Tim Cook also said that 85% of people buying an iPhone 4S were first time iPhone customers, and the majority of these people, 62% of buyers, were also switching away from Android. Assuming these statistics are valid, I think they are meaningful. And there's something about Wall Street analysts that matters here. They're very focused on what is happening at home in the US market. It's natural. It's easy. So they don't spend that much time thinking about the rest of that big world out there. Yet Apple is clearly doing very well.
Now let's touch on the iPad, which was a disappointment to Wall Street. As I said earlier, unit sales were actually down 16% year over year. On the surface you'd think there must be some kind of problem, right?
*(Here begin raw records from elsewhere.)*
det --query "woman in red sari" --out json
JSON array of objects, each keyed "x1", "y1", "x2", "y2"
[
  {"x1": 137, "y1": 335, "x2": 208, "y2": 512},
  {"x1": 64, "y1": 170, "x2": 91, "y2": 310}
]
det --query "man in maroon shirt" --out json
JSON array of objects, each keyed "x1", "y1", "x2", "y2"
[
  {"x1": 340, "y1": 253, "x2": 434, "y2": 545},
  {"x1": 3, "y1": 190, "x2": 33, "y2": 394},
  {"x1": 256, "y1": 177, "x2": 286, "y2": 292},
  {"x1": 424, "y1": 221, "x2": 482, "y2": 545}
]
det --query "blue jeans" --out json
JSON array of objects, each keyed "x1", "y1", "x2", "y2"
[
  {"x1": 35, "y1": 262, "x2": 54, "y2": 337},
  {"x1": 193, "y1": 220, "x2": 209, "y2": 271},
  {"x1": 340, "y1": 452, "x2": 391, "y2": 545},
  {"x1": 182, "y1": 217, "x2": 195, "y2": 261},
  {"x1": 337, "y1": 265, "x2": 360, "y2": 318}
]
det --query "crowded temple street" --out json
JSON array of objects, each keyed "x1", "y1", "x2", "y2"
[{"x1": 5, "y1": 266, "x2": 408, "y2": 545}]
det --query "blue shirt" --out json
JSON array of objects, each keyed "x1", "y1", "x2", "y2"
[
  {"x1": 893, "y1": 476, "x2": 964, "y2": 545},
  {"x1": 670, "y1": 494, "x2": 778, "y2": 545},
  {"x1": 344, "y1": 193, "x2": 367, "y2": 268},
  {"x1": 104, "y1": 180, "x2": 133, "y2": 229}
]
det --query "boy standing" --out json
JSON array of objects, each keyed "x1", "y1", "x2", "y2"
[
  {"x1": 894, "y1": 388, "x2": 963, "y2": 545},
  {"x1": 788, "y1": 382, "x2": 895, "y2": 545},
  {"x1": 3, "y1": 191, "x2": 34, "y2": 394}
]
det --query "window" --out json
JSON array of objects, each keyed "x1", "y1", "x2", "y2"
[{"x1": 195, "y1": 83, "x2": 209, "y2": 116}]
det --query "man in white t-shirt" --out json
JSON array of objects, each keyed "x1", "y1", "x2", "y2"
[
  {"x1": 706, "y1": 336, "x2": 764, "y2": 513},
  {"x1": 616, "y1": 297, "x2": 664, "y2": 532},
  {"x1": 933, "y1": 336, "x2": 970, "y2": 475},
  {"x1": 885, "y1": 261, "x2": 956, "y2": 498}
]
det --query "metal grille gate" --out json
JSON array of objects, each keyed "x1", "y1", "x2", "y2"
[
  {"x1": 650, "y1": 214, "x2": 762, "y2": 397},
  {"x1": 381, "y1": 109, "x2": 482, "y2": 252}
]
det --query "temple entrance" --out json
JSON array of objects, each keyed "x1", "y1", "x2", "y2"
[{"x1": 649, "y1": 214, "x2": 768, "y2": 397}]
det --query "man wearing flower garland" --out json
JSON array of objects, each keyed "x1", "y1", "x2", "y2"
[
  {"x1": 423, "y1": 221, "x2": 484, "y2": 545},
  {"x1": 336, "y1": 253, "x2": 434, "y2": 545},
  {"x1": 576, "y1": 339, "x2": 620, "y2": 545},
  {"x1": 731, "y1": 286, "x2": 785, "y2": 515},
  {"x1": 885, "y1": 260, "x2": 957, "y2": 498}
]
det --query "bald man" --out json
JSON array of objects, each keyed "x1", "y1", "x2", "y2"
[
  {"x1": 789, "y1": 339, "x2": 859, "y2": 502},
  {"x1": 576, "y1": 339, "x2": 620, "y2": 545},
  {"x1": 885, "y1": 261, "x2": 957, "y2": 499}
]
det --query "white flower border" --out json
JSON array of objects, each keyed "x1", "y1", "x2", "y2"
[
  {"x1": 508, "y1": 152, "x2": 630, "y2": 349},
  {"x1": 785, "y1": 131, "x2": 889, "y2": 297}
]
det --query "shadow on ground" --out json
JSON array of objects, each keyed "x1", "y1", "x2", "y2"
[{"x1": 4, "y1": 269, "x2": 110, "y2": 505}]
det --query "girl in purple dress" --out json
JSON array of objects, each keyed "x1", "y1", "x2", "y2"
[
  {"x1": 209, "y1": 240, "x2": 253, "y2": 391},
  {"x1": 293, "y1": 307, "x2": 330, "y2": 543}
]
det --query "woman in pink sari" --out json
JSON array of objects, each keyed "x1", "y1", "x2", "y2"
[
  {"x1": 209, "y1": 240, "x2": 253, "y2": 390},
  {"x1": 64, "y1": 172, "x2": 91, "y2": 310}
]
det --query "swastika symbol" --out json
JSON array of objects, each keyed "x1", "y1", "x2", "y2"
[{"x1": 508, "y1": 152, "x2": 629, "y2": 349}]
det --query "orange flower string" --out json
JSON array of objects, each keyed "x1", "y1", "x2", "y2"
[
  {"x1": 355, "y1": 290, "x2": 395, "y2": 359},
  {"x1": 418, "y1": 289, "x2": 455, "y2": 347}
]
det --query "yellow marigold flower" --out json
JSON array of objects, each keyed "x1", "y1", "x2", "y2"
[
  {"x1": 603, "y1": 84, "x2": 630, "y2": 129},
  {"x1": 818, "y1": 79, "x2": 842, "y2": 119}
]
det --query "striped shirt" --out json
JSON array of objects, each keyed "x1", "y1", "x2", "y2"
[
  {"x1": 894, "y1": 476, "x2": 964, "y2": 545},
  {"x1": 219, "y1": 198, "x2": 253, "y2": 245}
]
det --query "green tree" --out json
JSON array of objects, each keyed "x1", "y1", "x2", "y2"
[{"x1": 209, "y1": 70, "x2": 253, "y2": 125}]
Let's dig a bit deeper before we decide. Apple recognizes revenue on sell-in to the channel, but the metric that really matters is sell-through to end customers. Last year Apple sold a lot more into the channel versus out of the channel because of inventory build. If we just look at sell through, the company says it sold 17.5 million units to end customers in Q2 of this year. Last year's comparable number was 18 million. So the iPad business still declined, but the more meaningful sell-through number points to less than a 3% decline.
So why is the iPad business shrinking even if it's only a slight number? Part of the explanation revolves around the iPad mini, which was in backlog status at the end of last year, so Apple was filling orders in the March quarter. This year that did not happen, so it hurts the year over year comparison.
Beyond that, Tim Cook explained to investors that the iPad has been Apple's fastest selling product of all time, with Apple selling twice as many iPads versus iPhones in the first 4 years after launch, and 7 times as many iPods in the comparable post-launch period. Apple still believes (and I agree) that the tablet market will go on to exceed the size of the PC market. There is still a lot of growth to come. Apple says customer intention data points to 2 out of 3 future tablet buyers planning to buy an iPad. So while I'd like to see immediate year over year growth also, I'll be patient. I think the iPad is doing just fine.
Getting away from numbers, Apple did say it feels very good about future products. They sounded even more confident about it, in my opinion. They didn't talk specifics, but then again they never do. However to give you a sense of the size of the Apple platform, consider that the company has 800 million iTunes account holders. Most of those accounts have credit cards attached to them.
That's huge. Apple is huge. I can't wait for what comes next. And while we wait, shareholders are being rewarded with an increased dividend ($3.29 per quarter), and Apple feels so strongly about its shares being undervalued that it now plans to buy back more stock. Finally, to put the stock price in a range that is more affordable to smaller investors, they are splitting the stock 7:1. As a reminder, a stock split does not in any way affect value. One old share is carved up into 7 new shares, and it's exactly the same as taking a large piece of pizza and cutting it up in to many smaller slices.
Most investors who care about the long term performance of a stock should pay no attention to this.